Requirements are:
Functional Requirements:
- Create a short URL for long URL
- Return Long URL from a given a short URL or return 404
Non Functional Requirements:
- We will be choosing availability over consistency.
- System has to serve at least 3T short urls.
- Short URL has to be at least 5 characters long
API Design
To Shorten URLs:
[POST] /api/urls/short
BODY: {
"longUrl": "www.google.com"
}
Response: {
"shortUrl": "www.domain.com/xyz34"
}
To GET Long URL from SHORT URL. If not available it will return 404.
[GET] /api/urls/long?url='www.domain.com/xyz34'
Response: {
"longUrl": "www.google.com"
}
High-Level Design
Components
Hash Service: Responsible for generating unique hash per long url.
Redis: We will use redis for caching frequently accessed long url. We will use LRU algorithm to evict cache and any update or delete also remove the key from redis. If a key does not exist in cache then server will approach database for a table scan.
Load Balancer: Load Balancer will handle multiple server based on stateless RR algorithim.

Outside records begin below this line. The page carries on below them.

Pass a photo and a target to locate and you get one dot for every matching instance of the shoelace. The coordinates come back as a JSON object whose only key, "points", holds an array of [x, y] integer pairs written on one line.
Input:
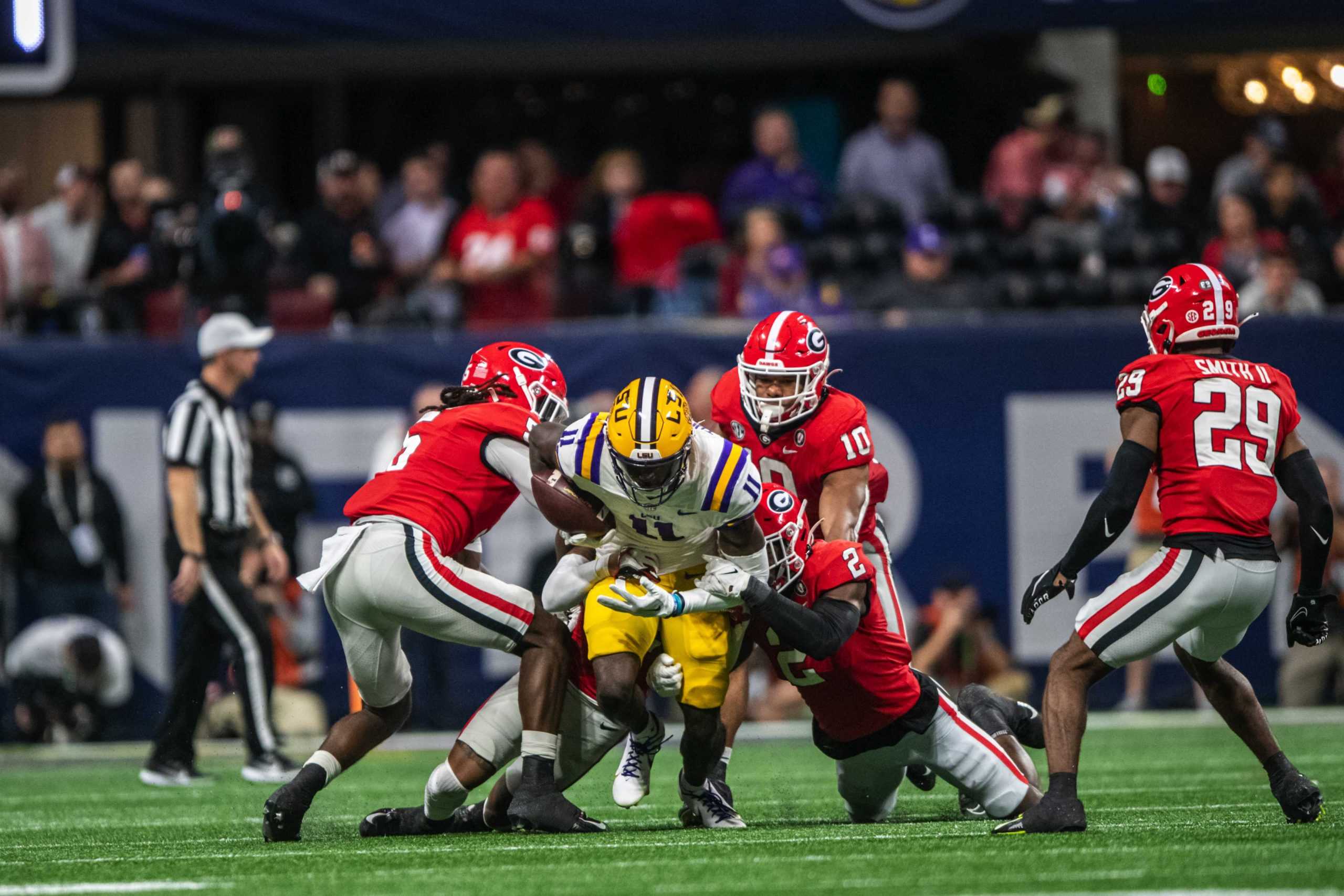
{"points": [[631, 767], [716, 805]]}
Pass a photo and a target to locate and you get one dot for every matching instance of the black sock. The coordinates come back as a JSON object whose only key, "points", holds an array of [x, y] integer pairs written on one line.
{"points": [[1064, 785], [1277, 765], [310, 779], [538, 773]]}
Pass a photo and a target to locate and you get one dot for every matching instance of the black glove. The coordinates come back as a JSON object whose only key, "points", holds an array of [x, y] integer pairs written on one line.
{"points": [[1043, 589], [1307, 620]]}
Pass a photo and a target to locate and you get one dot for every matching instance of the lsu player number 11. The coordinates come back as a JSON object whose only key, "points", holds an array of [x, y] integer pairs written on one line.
{"points": [[676, 493]]}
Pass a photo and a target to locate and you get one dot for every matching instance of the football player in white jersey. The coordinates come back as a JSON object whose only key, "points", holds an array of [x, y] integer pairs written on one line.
{"points": [[676, 493]]}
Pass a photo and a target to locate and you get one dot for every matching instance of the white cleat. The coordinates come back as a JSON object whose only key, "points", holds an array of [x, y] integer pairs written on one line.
{"points": [[709, 808], [632, 775]]}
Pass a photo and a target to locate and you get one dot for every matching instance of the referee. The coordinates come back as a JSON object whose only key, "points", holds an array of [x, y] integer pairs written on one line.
{"points": [[214, 516]]}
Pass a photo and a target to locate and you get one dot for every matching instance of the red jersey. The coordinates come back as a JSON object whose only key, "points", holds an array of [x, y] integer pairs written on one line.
{"points": [[835, 437], [867, 684], [488, 244], [1222, 422], [440, 480]]}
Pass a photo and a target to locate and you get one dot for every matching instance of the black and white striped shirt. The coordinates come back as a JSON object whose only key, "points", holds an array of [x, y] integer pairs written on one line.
{"points": [[202, 433]]}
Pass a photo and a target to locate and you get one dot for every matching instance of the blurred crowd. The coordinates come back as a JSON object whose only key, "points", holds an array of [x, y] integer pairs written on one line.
{"points": [[1055, 222]]}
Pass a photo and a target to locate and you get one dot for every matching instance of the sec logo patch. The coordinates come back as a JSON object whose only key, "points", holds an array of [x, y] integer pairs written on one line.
{"points": [[906, 15]]}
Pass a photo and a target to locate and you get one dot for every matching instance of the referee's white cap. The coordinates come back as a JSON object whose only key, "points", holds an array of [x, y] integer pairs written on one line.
{"points": [[226, 331]]}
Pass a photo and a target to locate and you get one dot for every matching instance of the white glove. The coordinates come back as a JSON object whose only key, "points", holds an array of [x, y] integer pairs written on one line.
{"points": [[656, 602], [723, 578], [666, 676]]}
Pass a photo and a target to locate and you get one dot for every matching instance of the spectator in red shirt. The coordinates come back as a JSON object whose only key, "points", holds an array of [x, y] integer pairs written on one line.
{"points": [[543, 178], [1019, 162], [1240, 245], [503, 248]]}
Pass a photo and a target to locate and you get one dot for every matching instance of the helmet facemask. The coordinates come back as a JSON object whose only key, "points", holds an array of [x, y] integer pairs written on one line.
{"points": [[785, 559], [649, 483], [772, 413]]}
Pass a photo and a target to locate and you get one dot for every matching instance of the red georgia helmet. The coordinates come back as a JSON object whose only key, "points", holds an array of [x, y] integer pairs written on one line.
{"points": [[1191, 303], [530, 374], [784, 344], [788, 539]]}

Server: Server will process the request and communicate with Hash Service, Database and Redis. NoSQL: We will be using NoSQL database mongodb as our primary database. Our database will distributed. Since we are choosing availability over consistency we will return as soon as a user has written successfully in one database. We will also make sure one long url always lands on only one shard by using consistent hashing. So long Url will be the key the key here. We will be using Quorum based technique requiring majority vote (> N / 2). N will be always odd.
Detailed Component Design
Components:
- Hash Service: This part is responsible for create the hash for the long url. From the requirement we can see that our hash has to be at least 5 characters long. And it also needs to support 3T hashes. Since 5 characters will cause collission for 3T hashes. We need to pickup at least 7 characters. For base64, 7 characters represents 42 bits. 2^42 = 4.39T. So we will generate 42 bits hash and convert it into base64 characters. If the generated base64 string already exists in the database, it will regenerate the string again. Also there will be no collision, since we will be using 4 bits to support number of servers as server Id and 24 bits for current timestamp. And there will be 4 concurrency bits.
- Redis: After generating the base64 string, we will keep it in the NoSQL database. And then we will use Redis as cache with LRU algorithm to keep it accessible without database checking. Redis will keep the long url as a key and short url as value. If long url does not exist server will reach to database. In case of any update to the long url will evict the key from Redis.
- Load Balancer: LB will be able to handle increased load of request on multiple servers based on stateless RR algorithim .
- NoSQL DB: NoSQL DB like MongoDB suits perfectly since this is highly scalable. For a distributed system we have chosen availability over consistency. So other database will eventually consistent. And we also make sure one long url goes to one database using consistent hashing. Hot shard is not possible here since we are using Cache to retrieve data. For Split brain scenario we will be using quorum based leader election (> N/ 2) where n is always an odd number.
- Server: We can achieve low latency by using CDN, since most of our data will be static. We will keep multiple server to achieve high availability which will be based on stateless RR algorithm at LB level. Also we will be using Token bucket algorithm to limit user generating more than 10 short url per minute using user id as key. It will ensure no burst request are coming.